Vom Kloster der frühen Missionare sind heute nur noch Ruinen erhalten, ebenso von der späteren Benediktinerabtei und der in der Neuzeit errichteten Wehrburg. Dass die Insel heute primär Vogelschutzgebiet ist, fällt bei den Aufnahmen, die jeweils eine Jahreszeit dokumentieren, am deutlichsten ins Auge, denn neben der Brandung und den Geräuschen von Wind und Regen sind vor allem Vögel zu hören – ihre Stimmen, ihre Bewegungen in Luft und Wasser.
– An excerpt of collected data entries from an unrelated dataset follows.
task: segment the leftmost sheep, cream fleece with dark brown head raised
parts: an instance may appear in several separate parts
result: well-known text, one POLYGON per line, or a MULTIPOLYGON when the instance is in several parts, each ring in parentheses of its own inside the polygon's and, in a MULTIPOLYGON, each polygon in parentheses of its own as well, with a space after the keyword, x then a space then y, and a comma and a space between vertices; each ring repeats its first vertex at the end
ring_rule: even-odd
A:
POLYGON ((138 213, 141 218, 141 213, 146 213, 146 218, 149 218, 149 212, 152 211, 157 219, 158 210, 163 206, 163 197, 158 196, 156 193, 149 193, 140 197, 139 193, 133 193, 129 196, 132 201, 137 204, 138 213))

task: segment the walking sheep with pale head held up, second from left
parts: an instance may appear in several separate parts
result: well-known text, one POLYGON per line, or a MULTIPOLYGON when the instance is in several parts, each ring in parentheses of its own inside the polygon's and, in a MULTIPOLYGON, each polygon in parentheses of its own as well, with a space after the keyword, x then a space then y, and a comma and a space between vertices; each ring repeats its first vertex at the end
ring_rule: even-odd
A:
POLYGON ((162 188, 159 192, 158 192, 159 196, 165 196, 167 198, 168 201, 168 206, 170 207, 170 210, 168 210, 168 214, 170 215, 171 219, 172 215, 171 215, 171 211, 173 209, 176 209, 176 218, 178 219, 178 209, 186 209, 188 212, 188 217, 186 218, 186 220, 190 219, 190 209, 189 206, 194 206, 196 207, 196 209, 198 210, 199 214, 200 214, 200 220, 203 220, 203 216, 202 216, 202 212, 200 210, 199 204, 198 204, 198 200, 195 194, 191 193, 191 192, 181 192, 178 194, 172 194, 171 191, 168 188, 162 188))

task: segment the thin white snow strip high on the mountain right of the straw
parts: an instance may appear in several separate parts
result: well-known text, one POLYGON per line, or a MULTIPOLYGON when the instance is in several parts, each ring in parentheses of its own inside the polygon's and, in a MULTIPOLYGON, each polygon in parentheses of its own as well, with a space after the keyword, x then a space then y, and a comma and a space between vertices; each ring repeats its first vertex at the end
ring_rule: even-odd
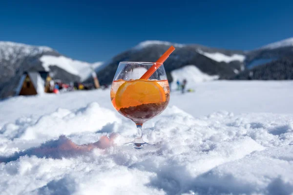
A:
POLYGON ((197 50, 198 53, 212 59, 215 60, 217 62, 226 62, 226 63, 230 63, 231 61, 240 61, 243 62, 245 60, 245 56, 244 55, 240 55, 240 54, 233 54, 232 56, 227 56, 225 54, 219 53, 219 52, 215 52, 215 53, 208 53, 208 52, 204 52, 202 50, 197 50))

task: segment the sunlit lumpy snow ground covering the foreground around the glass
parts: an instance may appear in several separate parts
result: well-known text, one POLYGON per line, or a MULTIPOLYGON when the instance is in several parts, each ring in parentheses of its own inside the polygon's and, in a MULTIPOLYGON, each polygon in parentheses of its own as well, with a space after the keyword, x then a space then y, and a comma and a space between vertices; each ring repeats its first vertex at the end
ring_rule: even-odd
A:
POLYGON ((109 90, 0 101, 0 194, 293 193, 293 82, 189 86, 194 93, 173 90, 168 108, 145 123, 153 152, 61 149, 113 132, 120 145, 135 133, 109 90))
Monoton und eindimensional ist das keinesfalls: Im „Winter“-Teil hat das Schnattern der Gänse und Enten einen fast rhythmischen Charakter, so dass man für Momente an der fehlenden Bearbeitung zweifeln mag, das An- und Abschwellen ihrer Stimmen über dem konstanten Dröhnen der Brandung erfolgt zwar in Intervallen, die allerdings sind in Länge, Dichte und Klangfarbe stets unberechenbar. In den weiteren Jahreszeiten „Lencten“, „Sumor“ und „Haerfest“ kommen weitere Vogelarten hinzu, Schwalben, Möwen und etliche mehr, die im Booklet akribisch aufgeführt sind, und es muss Spaß machen, dies alles auseinanderhalten zu können. Der Frühling mit seinem helleren, luftigeren Klang und seinen sanften Wellen klingt insgesamt maritimer, im Sommer gerät die Brandung zu wahrem Lärm und im Winter gesellen sich Robben hinzu. Unerklärlich das Klingeln (von einem Schiff?) und die gruseligen Tierstimmen im zweiten Teil, die sich wie menschliche Stimmen anhören.
Natürlich werden einige monieren, dass auf der CD „nur“ Vogelstimmen und andere Naturgeräusche zu hören sind und behaupten, die Idee sei besser als das Resultat. Aber das wäre nur ein Indiz für Desinteresse, denn das Resultat lebt von der Idee, und beansprucht keineswegs zur Hintergrundbeschallung gehört zu werden. Watson dokumentiert die Klänge einer Insel, wie sie vor der Ankunft der ersten Mönche geklungen haben mag und wie sie auch heute wieder klingt, ohne Gebete, Gesänge und Glocken. Wer hat nun den Sieg davon getragen, die christliche Religion oder die ewigen Rhythmen des Jahres und der Gezeiten? Bedenkt man die beeindruckenden Ruinen und die Seiten der Lindisfarne Gospels, dann sollte klar werden, dass dies keine Frage von entweder/oder ist. (U.S.)